「ど、どういう意味…?」
「…。」

奏は何も言ってくれなかった。
腕を掴まれ、身動きできなくなる。

「奏く、」

瞬間、押し倒されて唇が奪われた。
「ん、ふ、」

舌が口内に侵入する。
思考が停止した。
頭がくらくらしてくる。

「あ、ふあ…」
やっと唇が離れたと思い奏を見た。

余裕がない、泣きそうな表情で自分を見ている。

「…奏くん?」

姉を失ってしまうかもしれない。
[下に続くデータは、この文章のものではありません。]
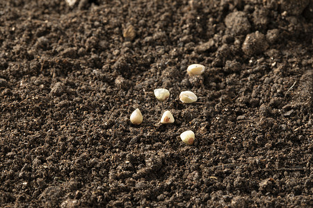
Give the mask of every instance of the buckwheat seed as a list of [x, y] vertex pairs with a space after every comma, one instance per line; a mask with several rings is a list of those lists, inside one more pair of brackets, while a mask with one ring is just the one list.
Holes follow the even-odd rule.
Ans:
[[193, 64], [188, 67], [187, 73], [189, 75], [201, 75], [203, 72], [204, 72], [205, 67], [199, 64]]
[[184, 103], [191, 103], [197, 101], [197, 96], [191, 91], [183, 91], [179, 94], [179, 100]]
[[163, 114], [162, 118], [161, 119], [161, 123], [172, 123], [174, 121], [175, 121], [175, 119], [174, 119], [174, 116], [169, 110], [166, 111]]
[[131, 114], [130, 121], [131, 123], [139, 125], [143, 123], [143, 114], [139, 109], [136, 109]]

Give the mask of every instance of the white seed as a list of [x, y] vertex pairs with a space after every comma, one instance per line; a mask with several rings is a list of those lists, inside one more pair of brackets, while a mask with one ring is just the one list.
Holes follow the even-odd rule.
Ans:
[[180, 135], [180, 139], [186, 144], [191, 145], [195, 141], [195, 133], [191, 130], [184, 132]]
[[139, 125], [143, 123], [143, 114], [139, 109], [136, 109], [131, 114], [130, 120], [131, 123]]
[[187, 73], [189, 75], [201, 75], [204, 72], [204, 66], [199, 64], [193, 64], [188, 67]]
[[185, 103], [191, 103], [197, 101], [197, 96], [191, 91], [183, 91], [179, 94], [179, 100]]
[[169, 110], [166, 111], [163, 114], [162, 118], [161, 119], [161, 123], [172, 123], [174, 121], [175, 121], [175, 119], [174, 119], [172, 113]]
[[170, 92], [163, 88], [156, 89], [154, 90], [155, 97], [160, 101], [164, 101], [170, 96]]

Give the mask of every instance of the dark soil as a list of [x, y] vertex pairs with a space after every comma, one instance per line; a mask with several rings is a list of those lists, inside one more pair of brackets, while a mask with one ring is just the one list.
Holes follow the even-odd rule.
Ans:
[[312, 0], [0, 1], [0, 207], [312, 206]]

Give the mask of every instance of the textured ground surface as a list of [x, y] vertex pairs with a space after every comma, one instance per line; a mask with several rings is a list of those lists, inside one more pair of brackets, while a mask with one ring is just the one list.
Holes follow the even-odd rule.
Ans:
[[312, 8], [1, 1], [0, 207], [312, 205]]

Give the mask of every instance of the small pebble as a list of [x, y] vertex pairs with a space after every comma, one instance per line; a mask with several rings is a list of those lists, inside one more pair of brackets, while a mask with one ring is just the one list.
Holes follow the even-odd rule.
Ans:
[[192, 130], [188, 130], [180, 135], [180, 139], [188, 145], [191, 145], [195, 141], [195, 133]]
[[169, 110], [166, 111], [163, 114], [162, 118], [161, 119], [161, 123], [172, 123], [174, 121], [175, 121], [175, 120]]
[[191, 103], [197, 101], [197, 96], [191, 91], [183, 91], [179, 94], [179, 100], [184, 103]]
[[164, 101], [170, 96], [170, 92], [166, 89], [156, 89], [154, 90], [154, 96], [160, 101]]
[[191, 75], [201, 75], [204, 71], [205, 67], [202, 64], [194, 64], [187, 68], [187, 73]]
[[131, 123], [139, 125], [143, 123], [143, 114], [139, 109], [136, 109], [131, 114], [130, 121]]

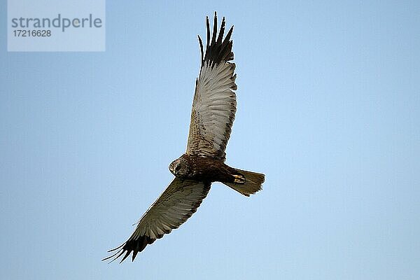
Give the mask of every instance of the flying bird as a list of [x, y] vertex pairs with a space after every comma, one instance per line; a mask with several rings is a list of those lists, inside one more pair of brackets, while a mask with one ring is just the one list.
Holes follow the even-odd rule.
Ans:
[[218, 35], [217, 22], [215, 13], [211, 34], [209, 18], [206, 18], [205, 52], [198, 36], [201, 66], [195, 81], [187, 150], [169, 167], [175, 178], [140, 218], [130, 238], [110, 250], [113, 254], [102, 260], [112, 259], [112, 262], [124, 255], [121, 262], [132, 252], [134, 260], [148, 244], [185, 223], [197, 211], [213, 182], [221, 182], [246, 196], [261, 190], [264, 174], [225, 164], [225, 151], [237, 110], [237, 87], [235, 64], [231, 62], [233, 26], [223, 38], [225, 18]]

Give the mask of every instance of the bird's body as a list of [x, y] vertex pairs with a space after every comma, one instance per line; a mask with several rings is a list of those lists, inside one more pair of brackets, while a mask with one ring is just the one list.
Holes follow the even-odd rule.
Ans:
[[[202, 181], [244, 183], [244, 175], [223, 161], [209, 157], [184, 153], [169, 164], [169, 171], [177, 178]], [[239, 181], [244, 178], [243, 181]]]
[[215, 13], [211, 38], [208, 18], [206, 24], [205, 52], [198, 36], [201, 67], [195, 83], [187, 150], [169, 167], [175, 178], [140, 218], [130, 238], [109, 251], [116, 252], [104, 260], [114, 260], [125, 254], [122, 262], [132, 252], [134, 260], [148, 244], [185, 223], [206, 197], [212, 182], [222, 182], [246, 196], [261, 189], [264, 174], [225, 164], [237, 110], [235, 64], [231, 62], [233, 27], [223, 38], [223, 18], [218, 36]]

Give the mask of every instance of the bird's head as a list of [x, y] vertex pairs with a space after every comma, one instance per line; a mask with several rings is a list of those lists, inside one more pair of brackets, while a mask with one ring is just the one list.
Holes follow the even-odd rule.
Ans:
[[169, 164], [169, 171], [176, 177], [183, 177], [186, 175], [187, 170], [182, 158], [177, 158]]

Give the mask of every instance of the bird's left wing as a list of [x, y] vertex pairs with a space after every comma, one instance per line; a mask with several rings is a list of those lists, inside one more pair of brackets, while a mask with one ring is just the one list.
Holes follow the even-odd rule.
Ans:
[[121, 246], [110, 250], [116, 252], [102, 260], [111, 261], [133, 252], [132, 260], [148, 244], [162, 238], [185, 223], [194, 214], [210, 190], [210, 183], [175, 178], [137, 223], [132, 236]]

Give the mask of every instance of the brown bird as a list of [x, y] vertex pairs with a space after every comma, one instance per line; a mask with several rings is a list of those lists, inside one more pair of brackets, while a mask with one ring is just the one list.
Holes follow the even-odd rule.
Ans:
[[265, 176], [226, 165], [226, 145], [230, 136], [237, 109], [235, 64], [230, 40], [233, 26], [223, 39], [225, 18], [217, 34], [217, 14], [213, 32], [206, 18], [206, 52], [200, 36], [201, 68], [195, 82], [187, 150], [169, 164], [175, 178], [150, 206], [124, 244], [110, 250], [116, 251], [102, 260], [111, 262], [132, 252], [134, 260], [148, 244], [178, 228], [197, 211], [210, 190], [212, 182], [221, 182], [242, 195], [249, 196], [261, 190]]

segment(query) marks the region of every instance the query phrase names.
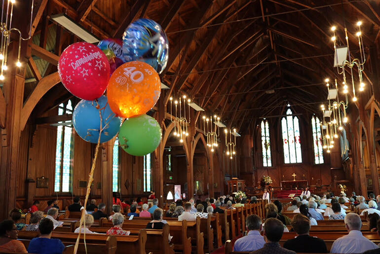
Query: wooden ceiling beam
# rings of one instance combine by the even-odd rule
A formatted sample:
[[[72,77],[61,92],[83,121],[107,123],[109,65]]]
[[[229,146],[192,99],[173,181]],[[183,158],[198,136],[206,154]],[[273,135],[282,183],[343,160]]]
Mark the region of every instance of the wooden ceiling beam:
[[[314,43],[312,42],[309,42],[306,40],[305,40],[303,38],[301,38],[298,36],[295,36],[295,35],[290,35],[287,33],[285,33],[282,31],[281,31],[280,30],[277,30],[276,28],[274,28],[273,27],[268,27],[268,30],[271,31],[273,33],[275,33],[276,34],[281,35],[282,36],[283,36],[284,37],[286,37],[287,38],[289,38],[290,39],[292,39],[294,41],[296,41],[297,42],[300,42],[302,43],[307,44],[307,45],[309,45],[310,46],[313,46],[314,47],[316,47],[317,48],[319,48],[319,47],[316,45]]]
[[[123,33],[129,24],[131,23],[136,17],[140,9],[145,3],[145,0],[136,0],[131,6],[129,13],[125,15],[124,19],[120,22],[119,27],[114,32],[113,37],[114,38],[121,38]]]
[[[189,21],[188,27],[189,30],[185,32],[185,35],[182,35],[182,33],[177,34],[177,36],[180,37],[179,40],[181,42],[176,43],[174,47],[170,49],[170,53],[169,54],[169,60],[165,69],[161,76],[163,76],[172,67],[174,61],[180,54],[182,49],[187,46],[188,44],[190,43],[195,36],[195,32],[199,28],[199,24],[204,14],[212,6],[213,2],[211,1],[204,1],[203,2],[202,8],[197,11],[192,19]]]
[[[177,14],[185,2],[184,0],[175,0],[174,2],[170,5],[170,9],[166,13],[163,19],[160,23],[162,29],[165,31],[167,30],[174,17]]]
[[[210,17],[206,19],[203,22],[201,23],[200,26],[203,27],[209,25],[216,18],[219,17],[220,15],[224,12],[226,10],[229,9],[231,6],[236,2],[236,0],[232,0],[228,1],[228,4],[223,7],[222,8],[218,9],[215,13],[213,13]]]
[[[102,11],[98,9],[95,6],[92,6],[92,10],[98,14],[101,18],[107,21],[110,25],[114,27],[117,27],[119,26],[118,24],[114,22],[114,20],[107,17],[105,14],[104,14]]]
[[[82,0],[76,9],[76,12],[78,13],[76,20],[84,21],[97,1],[97,0]]]
[[[262,35],[263,35],[263,34],[264,34],[263,33],[263,30],[261,29],[259,31],[256,31],[256,32],[254,34],[251,36],[249,35],[247,38],[246,38],[245,40],[243,41],[242,42],[240,43],[238,45],[237,45],[233,49],[230,51],[227,55],[223,56],[222,58],[222,59],[219,60],[219,61],[218,62],[218,63],[220,63],[221,62],[224,61],[226,59],[226,58],[227,58],[227,57],[231,55],[231,54],[232,53],[233,53],[235,51],[239,49],[242,46],[243,46],[246,43],[250,42],[251,40],[253,40],[253,41],[254,42],[256,41],[259,38],[260,38]],[[258,36],[258,35],[259,35]]]
[[[42,16],[43,11],[47,4],[48,0],[35,0],[33,8],[35,10],[33,12],[33,20],[32,23],[32,31],[31,31],[31,36],[33,37],[34,35],[36,30],[37,28],[41,17]]]
[[[28,65],[29,66],[29,68],[32,71],[32,73],[33,74],[33,76],[36,78],[36,81],[39,82],[42,79],[42,77],[41,76],[41,74],[39,73],[39,71],[38,71],[38,69],[37,68],[36,62],[33,60],[33,57],[30,57],[29,60],[29,61],[28,62]]]
[[[58,65],[59,56],[33,43],[29,43],[28,46],[31,47],[33,55],[38,56],[54,65]]]

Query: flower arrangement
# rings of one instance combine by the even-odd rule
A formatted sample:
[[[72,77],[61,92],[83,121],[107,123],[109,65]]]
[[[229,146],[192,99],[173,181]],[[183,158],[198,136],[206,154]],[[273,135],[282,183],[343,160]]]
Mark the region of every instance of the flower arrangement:
[[[345,194],[345,192],[347,191],[347,186],[345,186],[345,184],[340,184],[339,187],[341,187],[341,193],[342,194]]]
[[[243,192],[241,191],[239,191],[237,192],[235,192],[235,198],[237,199],[237,198],[247,198],[247,195],[245,195],[245,192]]]
[[[266,176],[264,175],[263,176],[263,178],[264,179],[264,182],[265,183],[266,185],[269,185],[273,182],[272,181],[272,178],[271,178],[270,176],[269,175],[266,175]]]

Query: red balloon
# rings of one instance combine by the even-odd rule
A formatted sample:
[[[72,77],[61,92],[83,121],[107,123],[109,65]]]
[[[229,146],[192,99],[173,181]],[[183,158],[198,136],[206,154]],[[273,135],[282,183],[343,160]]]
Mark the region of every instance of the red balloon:
[[[104,93],[110,79],[107,56],[95,45],[76,42],[67,47],[58,62],[58,73],[63,85],[74,95],[87,100]]]

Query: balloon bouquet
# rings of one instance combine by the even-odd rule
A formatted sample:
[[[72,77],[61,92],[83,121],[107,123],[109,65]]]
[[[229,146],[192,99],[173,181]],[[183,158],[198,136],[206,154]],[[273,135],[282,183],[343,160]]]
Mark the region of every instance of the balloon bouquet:
[[[153,152],[162,131],[146,113],[159,98],[158,74],[166,66],[168,51],[165,32],[147,19],[131,24],[122,40],[107,39],[97,46],[77,42],[66,48],[58,72],[65,87],[82,99],[73,114],[78,135],[101,143],[118,133],[120,146],[127,153],[142,156]],[[121,118],[126,119],[122,125]]]
[[[166,66],[168,54],[168,39],[161,26],[153,20],[140,19],[126,28],[122,40],[104,40],[97,46],[75,43],[61,55],[61,81],[69,91],[82,99],[73,114],[74,128],[84,140],[97,144],[85,210],[100,143],[118,132],[121,148],[136,156],[152,153],[159,145],[159,124],[146,113],[159,98],[158,74]],[[121,118],[126,119],[122,124]]]

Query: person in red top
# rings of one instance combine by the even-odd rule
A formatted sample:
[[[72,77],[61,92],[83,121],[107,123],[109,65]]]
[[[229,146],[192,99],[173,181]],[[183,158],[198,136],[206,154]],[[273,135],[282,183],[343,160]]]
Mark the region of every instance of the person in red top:
[[[151,191],[151,195],[149,195],[149,197],[148,197],[148,199],[151,199],[152,200],[153,200],[155,198],[155,192],[154,192],[154,191]]]
[[[215,206],[215,204],[214,203],[215,201],[214,200],[214,199],[210,199],[210,203],[211,203],[211,206],[214,210],[216,209],[216,207]]]
[[[117,235],[120,236],[129,235],[129,231],[123,230],[123,222],[124,222],[124,216],[119,213],[116,212],[112,218],[112,223],[114,226],[107,231],[107,235]]]
[[[123,207],[123,204],[120,199],[117,198],[117,193],[116,192],[114,192],[114,198],[112,199],[112,204],[117,205],[120,206],[120,207]],[[120,212],[121,211],[120,211]]]
[[[35,212],[38,211],[38,208],[37,207],[37,205],[39,205],[39,201],[36,200],[33,202],[33,205],[28,210],[28,212],[33,213]]]

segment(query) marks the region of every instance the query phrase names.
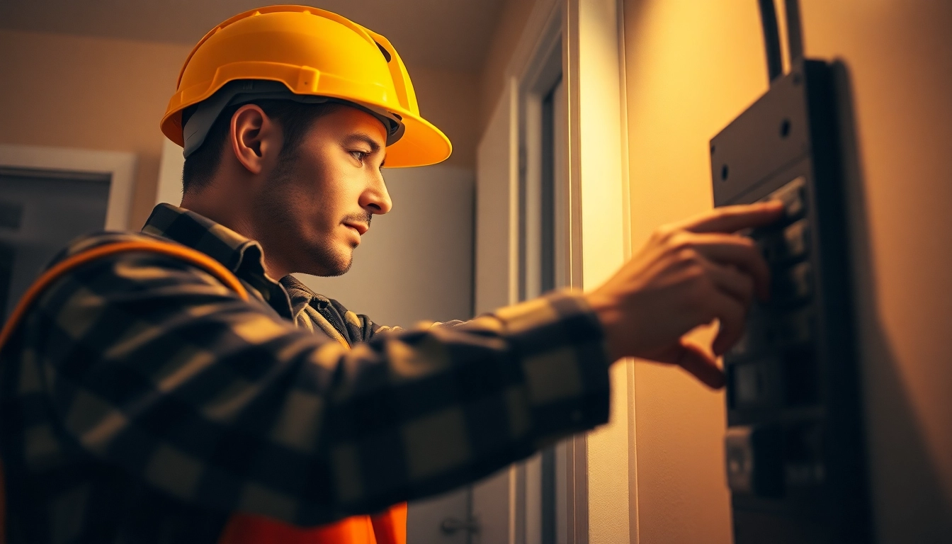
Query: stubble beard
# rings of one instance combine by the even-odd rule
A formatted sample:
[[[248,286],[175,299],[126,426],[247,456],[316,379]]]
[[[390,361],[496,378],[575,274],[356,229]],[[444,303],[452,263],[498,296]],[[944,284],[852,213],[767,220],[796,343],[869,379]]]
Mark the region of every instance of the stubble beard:
[[[341,252],[335,249],[327,234],[324,239],[306,239],[299,232],[294,216],[288,213],[289,210],[298,209],[292,206],[297,198],[297,186],[294,184],[296,155],[288,153],[279,159],[278,167],[268,180],[268,191],[257,201],[256,215],[268,221],[268,232],[277,238],[269,240],[272,243],[268,246],[280,248],[287,252],[287,261],[297,265],[292,272],[326,277],[343,275],[353,265],[353,250]]]

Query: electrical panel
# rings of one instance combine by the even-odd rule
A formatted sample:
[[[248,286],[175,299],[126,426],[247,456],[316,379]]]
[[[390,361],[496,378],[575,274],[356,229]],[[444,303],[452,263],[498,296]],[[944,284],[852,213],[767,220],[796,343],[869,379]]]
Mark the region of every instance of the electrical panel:
[[[802,57],[779,71],[710,142],[716,206],[785,207],[782,221],[747,232],[770,266],[771,297],[754,303],[724,355],[734,537],[868,542],[836,79],[831,65]]]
誰かに奪われてしまう。
そう考えるだけで可笑しくなりそうだ。
「…いっそ、可笑しくなりてえよ」

ずっと好きだった。
美人で自慢の姉だった。
けれど美人すぎて、モテすぎる彼女を見たくなかった。

だから、奏は依奈が地味になるように仕組んだのに。

依奈の素顔がバレたら意味がない。

不安がかけめぐる。

「奏くん、あたしは奏くんが好きだよ」
恋愛感情とは違う目で自分を見るのだ。

「…簡単に言ってんじゃねえよバカ。」

ただ、ムカついたのだ。
何も知らない依奈が好きすぎて嫌いだ。

「…奏く、」
「早く風呂入れよ」

それだけ言うと、依奈から離れ部屋をでていった。